ROZPOCZYNAJĄ ROZTARGNIENI

- Nie potrafię tego zrozumieć, dlaczego te pierwsze połowy są słabsze w naszym wykonaniu, a w końcówkach meczów prezentujemy się dobrze. Już po raz trzeci widać było brak koncentracji od pierwszych minut spotkania. Musimy na tym pracować. Będę rozmawiał z zawodnikami o tym, dlaczego nasza gra tak wygląda w tej pierwszej fazie meczu. Niechciał bym, żeby powtórzył nam się taki mecz, jak w Ćmińsku ze Skałą Tumlin (Hetman przegrał 0:5 - przyp. KAR). Paradoksem jest to, że graliśmy lepiej od momentu, gdy nasz zawodnik otrzymał czerwoną kartkę. Cieszy to, że zawodnicy grali do końca i odrobili stratę - powiedział Karol Lichosik, trener Hetmana.

PRZYJEŻDŻA SPADKOWICZ

W niedzielę, 21 września, o godzinie 16, w meczu siódmej kolejki Hetman podejmował będzie u siebie spadkowicza z trzeciej ligi TS 1946 Nidę Pińczów, która obecnie zajmuje trzecie miejsce w tabeli. W minionej kolejce pińczowska drużyna pokonała na wyjeździe Unię Sędziszów 1:0. - Nida, to bardzo podobny zespół do Pogoni. Nie możemy sobie na rozluźnienie w środku pola, tak jak to miało miejsce w niedzielnym spotkaniu. Musimy wrócić do tego, co graliśmy na początku sezonu. Chcielibyśmy wygrać ten mecz, aby podnieść morale zespołu - dodał szkoleniowiec włoszczowskiej ekipy.

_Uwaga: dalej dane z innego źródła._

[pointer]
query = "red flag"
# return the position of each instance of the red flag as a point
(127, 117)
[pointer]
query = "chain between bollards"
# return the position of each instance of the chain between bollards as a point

Pond znakiem zapytania w niedzielnym spotkaniu stoi występ obrońcy Pawła Cegieły, który w pojedynku z Pogonią otrzymał mocne uderzenie piłką w szczękę. Nie wiadomo, czy będą w nim mogli zagrać kontuzjowani pomocnik Jakub Matuszczyk i napastnik Łukasz Piwowarczyk.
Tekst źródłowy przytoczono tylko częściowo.